Des chauffeurs routiers et autres manifestants bloquaient plusieurs axes routiers au Brésil lundi matin, apparemment pour protester contre la défaite de Jair Bolsonaro dimanche face au président élu de gauche Lula da Silva.

Belga
 Les électeurs célèbrent l'élection du president Lula
Les électeurs célèbrent l'élection du president Lula ©Photo News

Plusieurs points de passage de l’État agricole du Mato Grosso (centre-ouest), qui a majoritairement voté pour le président d’extrême droite, ont été bloqués dans la matinée "au moyen de pneus en feu et divers véhicules", tels des camions, des voitures ou des camionnettes, a annoncé la Concessionaria Rota Oeste, le gestionnaire d’une autoroute dans cet État.

Il n’était pas possible à ce stade de savoir si le mouvement était coordonné par un groupe politique en particulier ou si celui-ci était spontané. De nombreux manifestants portaient le t-shirt jaune et vert, les couleurs du drapeau national, affectionné par les bolsonaristes.

Dans l’État du Parana (sud-est), lui aussi majoritairement bolsonariste, la Police Fédérale des Routes (PRF) a indiqué avoir rétabli la circulation sur au moins huit points de passage aux premières heures de la matinée mais qu’un groupe de manifestants continuait ses actions à d’autres endroits.

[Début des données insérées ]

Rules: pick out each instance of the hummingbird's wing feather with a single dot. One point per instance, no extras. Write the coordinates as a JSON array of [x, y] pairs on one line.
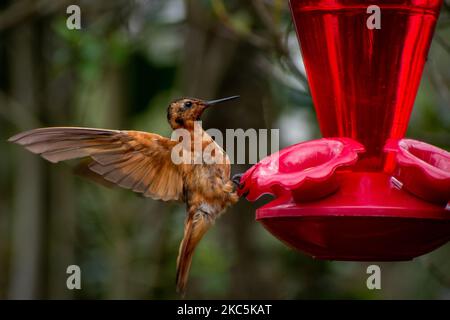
[[134, 160], [197, 224]]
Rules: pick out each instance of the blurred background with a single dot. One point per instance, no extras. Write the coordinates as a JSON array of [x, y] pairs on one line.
[[120, 71]]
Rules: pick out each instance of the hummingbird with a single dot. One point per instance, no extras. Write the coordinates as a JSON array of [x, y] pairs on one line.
[[142, 162]]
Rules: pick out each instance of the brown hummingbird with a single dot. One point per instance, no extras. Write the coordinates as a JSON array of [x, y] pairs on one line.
[[143, 162]]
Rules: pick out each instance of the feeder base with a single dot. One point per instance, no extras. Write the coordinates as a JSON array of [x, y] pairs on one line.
[[367, 219]]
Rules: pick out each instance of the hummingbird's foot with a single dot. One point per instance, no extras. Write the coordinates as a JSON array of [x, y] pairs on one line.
[[237, 180]]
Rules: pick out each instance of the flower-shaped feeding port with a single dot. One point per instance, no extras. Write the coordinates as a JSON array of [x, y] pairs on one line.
[[422, 169], [333, 201], [307, 170]]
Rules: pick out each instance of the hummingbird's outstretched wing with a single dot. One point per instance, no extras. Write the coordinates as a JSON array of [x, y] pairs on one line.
[[134, 160]]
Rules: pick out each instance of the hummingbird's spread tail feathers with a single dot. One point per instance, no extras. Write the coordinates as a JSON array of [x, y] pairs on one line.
[[195, 228]]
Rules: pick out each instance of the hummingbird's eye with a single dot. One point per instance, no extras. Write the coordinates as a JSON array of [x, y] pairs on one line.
[[188, 104]]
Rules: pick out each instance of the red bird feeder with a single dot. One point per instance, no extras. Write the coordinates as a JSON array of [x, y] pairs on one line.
[[362, 192]]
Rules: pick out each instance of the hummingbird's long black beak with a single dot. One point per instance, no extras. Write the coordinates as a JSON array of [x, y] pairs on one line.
[[213, 102]]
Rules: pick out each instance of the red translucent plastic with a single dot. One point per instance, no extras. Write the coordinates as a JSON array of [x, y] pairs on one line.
[[367, 219], [422, 169], [363, 82], [305, 170]]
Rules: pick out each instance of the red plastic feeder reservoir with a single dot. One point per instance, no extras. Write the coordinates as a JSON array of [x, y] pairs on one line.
[[363, 192]]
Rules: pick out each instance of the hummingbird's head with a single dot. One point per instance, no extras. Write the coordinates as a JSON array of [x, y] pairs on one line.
[[183, 112]]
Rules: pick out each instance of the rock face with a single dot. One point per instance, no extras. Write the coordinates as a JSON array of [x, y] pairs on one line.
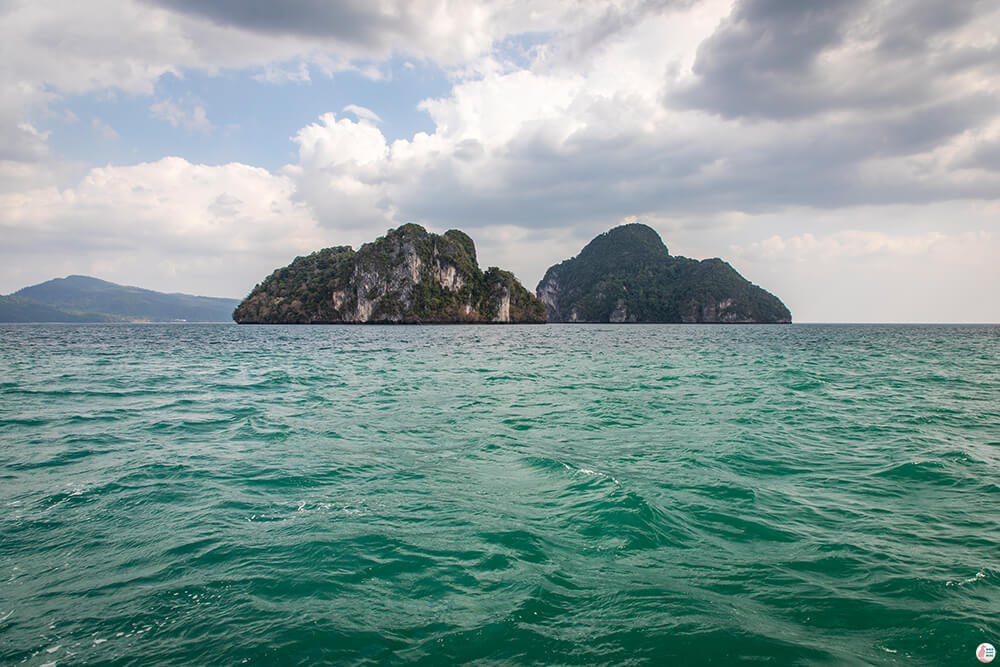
[[408, 276], [627, 275]]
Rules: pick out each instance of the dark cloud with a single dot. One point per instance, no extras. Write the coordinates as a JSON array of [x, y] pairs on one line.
[[782, 60]]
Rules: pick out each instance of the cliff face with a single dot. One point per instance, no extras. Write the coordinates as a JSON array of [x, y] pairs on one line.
[[627, 275], [407, 276]]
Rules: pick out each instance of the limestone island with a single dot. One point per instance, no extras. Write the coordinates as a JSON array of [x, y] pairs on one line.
[[408, 276], [627, 275]]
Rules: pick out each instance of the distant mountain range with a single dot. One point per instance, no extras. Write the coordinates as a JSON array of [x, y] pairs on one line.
[[86, 299]]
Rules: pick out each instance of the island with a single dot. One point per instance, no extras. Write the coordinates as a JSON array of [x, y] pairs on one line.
[[85, 299], [628, 275], [408, 276]]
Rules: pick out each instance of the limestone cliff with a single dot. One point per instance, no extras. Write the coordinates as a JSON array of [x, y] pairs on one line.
[[627, 275], [407, 276]]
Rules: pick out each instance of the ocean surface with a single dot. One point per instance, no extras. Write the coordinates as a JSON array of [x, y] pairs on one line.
[[659, 494]]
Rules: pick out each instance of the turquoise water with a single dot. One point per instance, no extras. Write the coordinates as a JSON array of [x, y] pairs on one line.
[[215, 494]]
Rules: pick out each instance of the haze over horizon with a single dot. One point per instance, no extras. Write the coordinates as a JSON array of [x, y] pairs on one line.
[[843, 155]]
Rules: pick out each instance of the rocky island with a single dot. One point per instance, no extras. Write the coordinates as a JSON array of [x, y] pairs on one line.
[[627, 275], [408, 276]]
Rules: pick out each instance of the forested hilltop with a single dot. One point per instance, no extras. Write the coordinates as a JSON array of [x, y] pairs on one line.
[[407, 276], [628, 275]]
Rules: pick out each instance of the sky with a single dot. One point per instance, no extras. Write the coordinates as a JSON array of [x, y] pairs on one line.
[[842, 154]]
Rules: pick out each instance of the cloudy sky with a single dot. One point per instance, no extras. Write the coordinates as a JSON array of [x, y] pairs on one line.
[[844, 154]]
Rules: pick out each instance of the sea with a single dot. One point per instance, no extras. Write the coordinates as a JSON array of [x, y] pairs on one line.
[[188, 494]]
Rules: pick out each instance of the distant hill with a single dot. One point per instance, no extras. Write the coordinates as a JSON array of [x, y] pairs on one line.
[[14, 309], [627, 275], [86, 299]]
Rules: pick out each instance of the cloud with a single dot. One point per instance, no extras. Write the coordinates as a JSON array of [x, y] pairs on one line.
[[168, 225], [780, 60]]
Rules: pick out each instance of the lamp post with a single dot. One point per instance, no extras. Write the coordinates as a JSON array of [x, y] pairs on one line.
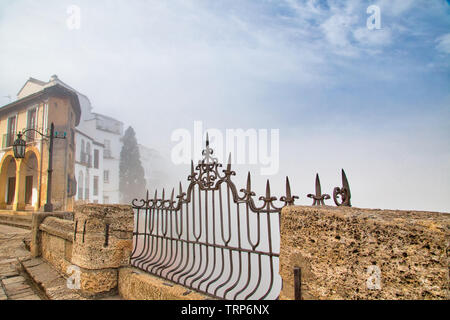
[[19, 153]]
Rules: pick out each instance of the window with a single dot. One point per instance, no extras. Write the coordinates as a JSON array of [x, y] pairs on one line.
[[107, 151], [82, 154], [96, 158], [95, 185], [31, 124], [80, 185], [88, 154], [106, 176], [11, 131]]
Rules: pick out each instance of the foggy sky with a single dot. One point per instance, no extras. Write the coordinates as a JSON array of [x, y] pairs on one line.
[[374, 102]]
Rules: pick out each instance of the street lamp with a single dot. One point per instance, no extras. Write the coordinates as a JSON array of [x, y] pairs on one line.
[[19, 153]]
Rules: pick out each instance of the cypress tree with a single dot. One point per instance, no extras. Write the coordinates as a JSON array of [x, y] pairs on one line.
[[132, 182]]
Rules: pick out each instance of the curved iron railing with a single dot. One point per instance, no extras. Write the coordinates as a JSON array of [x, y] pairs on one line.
[[211, 239]]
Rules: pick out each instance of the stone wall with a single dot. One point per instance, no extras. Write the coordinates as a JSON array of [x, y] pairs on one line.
[[339, 249], [138, 285], [56, 242]]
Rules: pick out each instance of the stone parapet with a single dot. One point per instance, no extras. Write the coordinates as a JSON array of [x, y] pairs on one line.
[[102, 243], [342, 252]]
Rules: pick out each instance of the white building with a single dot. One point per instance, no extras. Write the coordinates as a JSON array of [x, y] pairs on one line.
[[109, 132]]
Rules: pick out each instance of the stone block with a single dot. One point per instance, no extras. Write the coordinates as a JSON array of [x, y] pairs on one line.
[[337, 247]]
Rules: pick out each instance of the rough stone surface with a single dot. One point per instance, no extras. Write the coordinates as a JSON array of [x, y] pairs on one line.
[[137, 285], [335, 247], [94, 282], [96, 247], [14, 285]]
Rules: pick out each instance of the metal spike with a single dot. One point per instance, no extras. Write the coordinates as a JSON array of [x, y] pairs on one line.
[[229, 162], [346, 185], [318, 188], [345, 181], [288, 188], [268, 189]]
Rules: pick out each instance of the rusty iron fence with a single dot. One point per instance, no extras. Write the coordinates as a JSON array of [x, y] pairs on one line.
[[211, 238]]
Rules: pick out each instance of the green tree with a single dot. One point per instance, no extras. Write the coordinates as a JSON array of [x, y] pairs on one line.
[[131, 173]]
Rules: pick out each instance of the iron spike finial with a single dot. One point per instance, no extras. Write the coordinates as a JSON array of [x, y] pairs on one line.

Les médias locaux font état de routes bloquées dans au moins cinq États, y compris une autoroute reliant Rio de Janeiro et Sao Paulo, la capitale économique du pays.

Plus de 12 heures après le résultat officiel, Jair Bolsonaro n’a pas reconnu la victoire de Lula, contrairement à plusieurs de ses alliés au gouvernement et de nombreux chefs d’État étrangers.

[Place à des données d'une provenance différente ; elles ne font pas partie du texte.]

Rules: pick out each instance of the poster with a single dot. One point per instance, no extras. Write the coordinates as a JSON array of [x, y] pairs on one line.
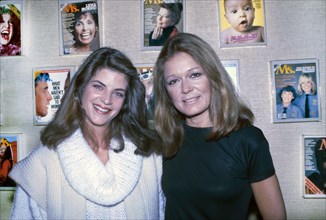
[[242, 23], [49, 86], [79, 27], [11, 28], [10, 154], [232, 68], [296, 90], [145, 73], [160, 21], [314, 166]]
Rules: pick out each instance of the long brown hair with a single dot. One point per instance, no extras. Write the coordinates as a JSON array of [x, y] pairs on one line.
[[227, 111], [132, 120]]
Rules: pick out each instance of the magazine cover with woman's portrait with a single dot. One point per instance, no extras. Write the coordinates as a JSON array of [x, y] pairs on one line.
[[314, 157], [10, 28], [161, 21], [295, 87], [79, 22], [49, 86], [242, 23]]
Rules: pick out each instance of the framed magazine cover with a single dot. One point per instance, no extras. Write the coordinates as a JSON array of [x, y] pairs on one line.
[[232, 67], [145, 73], [295, 90], [314, 166], [236, 30], [80, 26], [49, 86], [11, 151], [11, 26], [160, 21]]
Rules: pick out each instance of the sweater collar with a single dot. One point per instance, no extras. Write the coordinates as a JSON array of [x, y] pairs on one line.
[[103, 184]]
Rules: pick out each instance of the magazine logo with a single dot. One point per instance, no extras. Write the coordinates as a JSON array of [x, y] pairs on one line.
[[4, 10], [89, 6], [323, 144], [149, 2], [284, 69], [71, 8]]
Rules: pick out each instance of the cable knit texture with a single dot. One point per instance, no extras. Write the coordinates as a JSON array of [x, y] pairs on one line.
[[72, 183], [106, 185]]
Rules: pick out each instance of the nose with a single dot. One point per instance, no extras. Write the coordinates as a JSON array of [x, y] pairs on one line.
[[186, 87], [106, 99]]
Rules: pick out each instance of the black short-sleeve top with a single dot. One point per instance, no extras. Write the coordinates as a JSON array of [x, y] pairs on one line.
[[212, 180]]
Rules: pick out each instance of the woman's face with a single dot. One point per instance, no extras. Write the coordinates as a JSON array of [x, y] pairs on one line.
[[306, 86], [164, 18], [189, 88], [85, 29], [103, 97], [6, 29]]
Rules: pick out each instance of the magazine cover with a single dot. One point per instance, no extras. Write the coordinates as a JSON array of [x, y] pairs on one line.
[[295, 87], [10, 149], [10, 28], [161, 20], [232, 67], [314, 166], [242, 23], [79, 27], [49, 86], [145, 73]]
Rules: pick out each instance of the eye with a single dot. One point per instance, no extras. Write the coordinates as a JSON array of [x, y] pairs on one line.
[[248, 8], [98, 87], [119, 94], [172, 82], [195, 75]]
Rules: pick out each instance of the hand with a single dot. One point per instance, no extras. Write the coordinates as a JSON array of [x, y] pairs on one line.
[[157, 33]]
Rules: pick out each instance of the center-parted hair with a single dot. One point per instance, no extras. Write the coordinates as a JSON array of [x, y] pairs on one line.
[[132, 120], [227, 111]]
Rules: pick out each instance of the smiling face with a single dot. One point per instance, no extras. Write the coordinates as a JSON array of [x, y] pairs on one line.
[[287, 97], [85, 29], [189, 88], [306, 86], [6, 29], [164, 18], [103, 97], [240, 14]]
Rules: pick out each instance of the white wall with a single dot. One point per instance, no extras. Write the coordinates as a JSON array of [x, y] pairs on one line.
[[295, 30]]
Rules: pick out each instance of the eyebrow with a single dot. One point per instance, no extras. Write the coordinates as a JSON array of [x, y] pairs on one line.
[[117, 89]]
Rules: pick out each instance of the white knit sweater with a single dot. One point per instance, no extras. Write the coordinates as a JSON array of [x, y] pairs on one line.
[[72, 183]]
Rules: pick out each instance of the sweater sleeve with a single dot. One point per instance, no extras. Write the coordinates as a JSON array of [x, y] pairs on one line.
[[25, 207]]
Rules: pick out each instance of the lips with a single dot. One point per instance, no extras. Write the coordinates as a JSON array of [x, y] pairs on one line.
[[190, 100], [102, 110]]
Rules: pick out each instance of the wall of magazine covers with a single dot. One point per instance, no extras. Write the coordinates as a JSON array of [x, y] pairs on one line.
[[294, 30]]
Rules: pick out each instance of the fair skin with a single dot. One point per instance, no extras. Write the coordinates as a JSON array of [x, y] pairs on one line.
[[102, 101], [6, 29], [188, 86], [85, 30], [189, 89], [240, 14], [306, 86], [163, 20], [287, 98], [42, 98]]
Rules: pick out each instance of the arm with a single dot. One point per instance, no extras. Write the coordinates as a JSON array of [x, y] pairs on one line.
[[269, 198], [25, 207]]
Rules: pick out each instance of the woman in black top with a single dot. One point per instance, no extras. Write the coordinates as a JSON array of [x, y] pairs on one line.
[[215, 159]]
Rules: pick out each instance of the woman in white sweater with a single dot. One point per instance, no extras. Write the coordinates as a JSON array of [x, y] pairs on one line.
[[99, 158]]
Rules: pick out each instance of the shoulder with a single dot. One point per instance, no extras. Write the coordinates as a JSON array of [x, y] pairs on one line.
[[250, 136]]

Après avoir perdu par une marge étroite (50,9%-49,1%), le président encore en exercice jusqu’au 1er janvier, date de la passation de pouvoir, s’est d’abord retiré dans la résidence officielle d’Alvorada à Brasilia.

Il s’est ensuite rendu lundi matin au Palais présidentiel du Planalto sans faire la moindre déclaration, a constaté un photographe de l’AFP.